The skill can run local audio conversion commands and create audio files on the machine.
The skill invokes local command-line tools to synthesize and convert audio. This is central to the stated TTS purpose and not suspicious by itself, but it means the agent can run those local tools when the skill is used.
piper --model "$VOICE" --output_file "$OUTPUT_WAV" ... ffmpeg -y -i "$OUTPUT_WAV" ... "$OUTPUT_OGG"
Install Piper and ffmpeg only from trusted sources, and use the skill only for text you are comfortable converting to audio.
If BOT_TOKEN and CHAT_ID are set, the skill can send messages as that Telegram bot to the configured chat.

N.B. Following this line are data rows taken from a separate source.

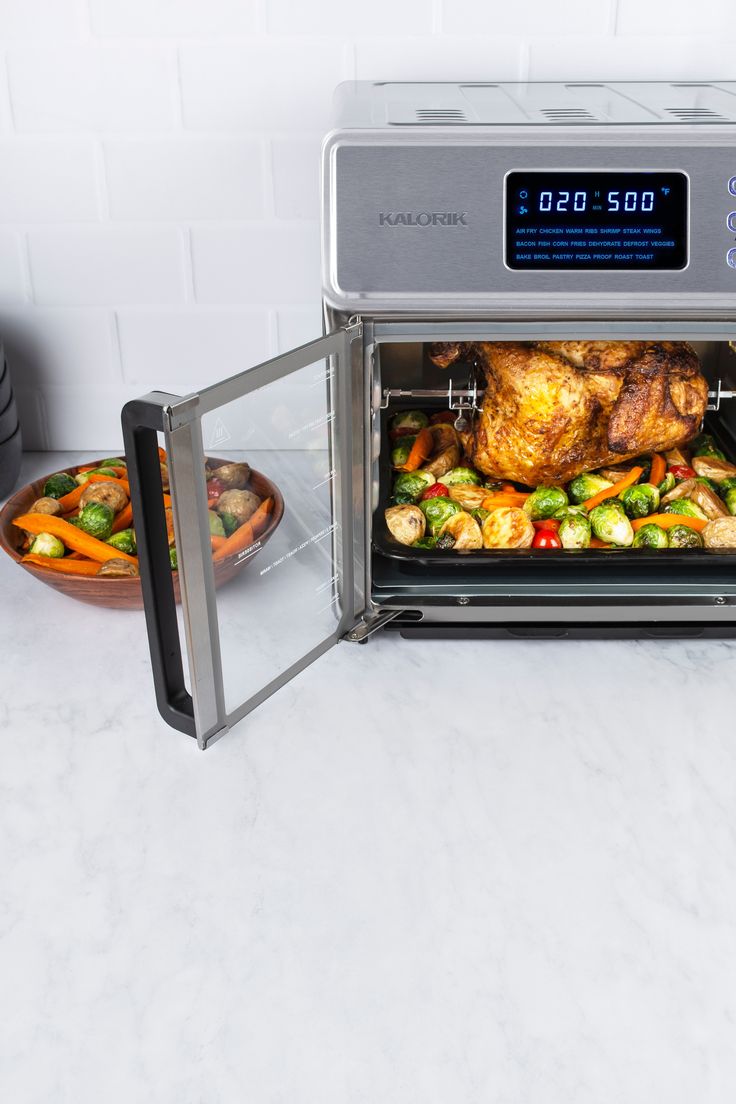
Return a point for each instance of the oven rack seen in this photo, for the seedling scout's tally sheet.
(466, 399)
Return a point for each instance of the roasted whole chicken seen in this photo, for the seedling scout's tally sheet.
(553, 410)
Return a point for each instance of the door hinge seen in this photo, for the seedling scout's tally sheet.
(366, 626)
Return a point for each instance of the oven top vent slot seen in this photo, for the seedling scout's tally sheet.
(440, 116)
(567, 115)
(696, 115)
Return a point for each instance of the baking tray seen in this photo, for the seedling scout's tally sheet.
(523, 559)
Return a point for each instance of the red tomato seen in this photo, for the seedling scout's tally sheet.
(215, 487)
(435, 491)
(546, 539)
(682, 471)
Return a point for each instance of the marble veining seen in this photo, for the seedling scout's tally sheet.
(461, 872)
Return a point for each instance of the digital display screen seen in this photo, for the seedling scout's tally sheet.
(596, 220)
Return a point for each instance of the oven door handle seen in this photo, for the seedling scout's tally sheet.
(142, 420)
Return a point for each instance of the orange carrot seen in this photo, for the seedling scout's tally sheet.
(246, 533)
(65, 564)
(668, 520)
(72, 537)
(658, 469)
(420, 450)
(614, 489)
(68, 501)
(124, 519)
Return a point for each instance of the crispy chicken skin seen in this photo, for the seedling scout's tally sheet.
(555, 409)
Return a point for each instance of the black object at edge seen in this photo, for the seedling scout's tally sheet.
(141, 421)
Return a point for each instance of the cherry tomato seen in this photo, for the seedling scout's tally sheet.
(435, 491)
(215, 488)
(546, 539)
(682, 471)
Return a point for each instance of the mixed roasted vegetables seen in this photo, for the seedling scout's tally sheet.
(675, 500)
(83, 523)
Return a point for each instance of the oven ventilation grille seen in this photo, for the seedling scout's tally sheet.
(567, 115)
(696, 115)
(440, 115)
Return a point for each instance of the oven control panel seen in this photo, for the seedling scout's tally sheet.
(638, 224)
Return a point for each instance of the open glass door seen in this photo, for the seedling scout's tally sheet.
(265, 551)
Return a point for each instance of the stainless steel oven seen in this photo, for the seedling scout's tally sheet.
(449, 212)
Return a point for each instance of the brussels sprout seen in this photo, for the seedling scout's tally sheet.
(409, 486)
(640, 500)
(96, 519)
(706, 446)
(460, 475)
(400, 453)
(45, 544)
(543, 502)
(584, 487)
(230, 523)
(216, 527)
(610, 523)
(683, 537)
(59, 485)
(685, 506)
(409, 420)
(437, 511)
(650, 537)
(574, 531)
(125, 541)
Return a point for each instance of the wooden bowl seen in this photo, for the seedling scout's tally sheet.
(123, 593)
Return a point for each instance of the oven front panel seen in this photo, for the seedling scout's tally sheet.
(422, 224)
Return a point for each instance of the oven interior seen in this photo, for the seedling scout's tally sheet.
(402, 574)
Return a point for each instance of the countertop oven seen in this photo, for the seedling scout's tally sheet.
(478, 212)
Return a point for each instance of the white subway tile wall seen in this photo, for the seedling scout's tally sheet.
(159, 183)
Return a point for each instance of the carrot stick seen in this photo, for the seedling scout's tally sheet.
(658, 469)
(68, 501)
(668, 520)
(246, 533)
(124, 519)
(420, 452)
(614, 489)
(65, 564)
(72, 537)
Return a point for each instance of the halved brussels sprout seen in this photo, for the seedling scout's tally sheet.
(46, 544)
(685, 506)
(610, 523)
(650, 537)
(437, 511)
(96, 519)
(544, 501)
(574, 531)
(409, 486)
(409, 420)
(640, 500)
(460, 475)
(584, 487)
(59, 485)
(683, 537)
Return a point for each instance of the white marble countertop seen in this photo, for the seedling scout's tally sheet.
(423, 872)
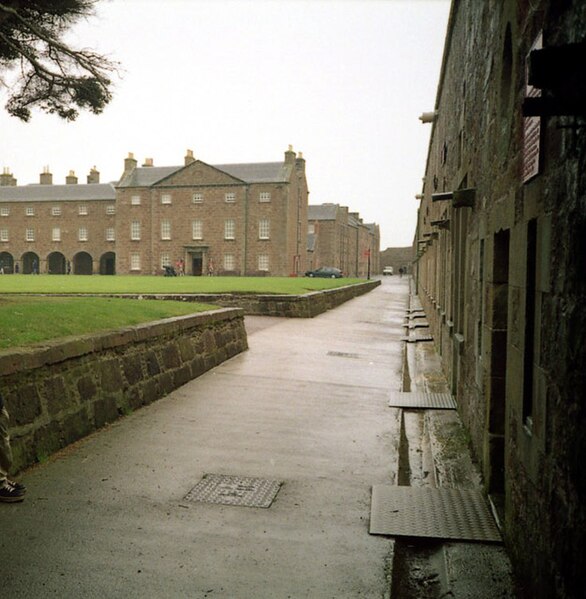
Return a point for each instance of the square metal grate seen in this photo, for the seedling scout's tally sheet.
(423, 401)
(243, 491)
(435, 513)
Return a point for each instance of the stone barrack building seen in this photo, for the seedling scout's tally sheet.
(231, 219)
(501, 268)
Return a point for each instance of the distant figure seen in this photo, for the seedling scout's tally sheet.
(10, 491)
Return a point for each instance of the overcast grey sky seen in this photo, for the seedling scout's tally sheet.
(343, 81)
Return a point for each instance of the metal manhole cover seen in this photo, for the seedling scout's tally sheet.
(439, 401)
(435, 513)
(243, 491)
(343, 355)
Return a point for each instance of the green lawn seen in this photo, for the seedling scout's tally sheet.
(148, 284)
(28, 320)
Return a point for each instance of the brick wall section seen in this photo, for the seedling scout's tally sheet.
(65, 390)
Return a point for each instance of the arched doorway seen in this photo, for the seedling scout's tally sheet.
(108, 264)
(56, 263)
(82, 264)
(30, 263)
(6, 263)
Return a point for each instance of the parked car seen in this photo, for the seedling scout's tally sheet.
(328, 272)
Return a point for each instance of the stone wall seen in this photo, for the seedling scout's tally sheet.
(62, 391)
(291, 306)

The script uses a Telegram bot token and chat ID if present. That is expected for sending Telegram audio, but the registry metadata lists no required env vars or primary credential.
if [[ -n "${BOT_TOKEN:-}" && -n "${CHAT_ID:-}" ]]; then
curl -s -X POST "https://api.telegram.org/bot${BOT_TOKEN}/sendVoice"Use a bot token with only the permissions you need, keep it private, and confirm the CHAT_ID points to the intended chat.
Response text may be transmitted to Telegram as audio and partially as a caption when voice mode is enabled.
The generated audio file and a short caption derived from the response text are uploaded to Telegram. This matches the skill description, but it is an external data flow users should understand.
-F "voice=@${OUTPUT_OGG}" \
-F "caption=${TEXT:0:100}..."Avoid enabling voice replies for sensitive conversations unless you are comfortable sending that content through Telegram.
The first use may fetch an external voice model dependency.
The skill relies on Piper voice models that are downloaded automatically on first use. This is normal for TTS tooling, but the artifact does not specify the model source or pin a model version.
Los modelos de voz se descargan automáticamente al primer uso (unos 50 MB).
Use trusted Piper model sources and consider pinning or preinstalling the intended voice model in controlled environments.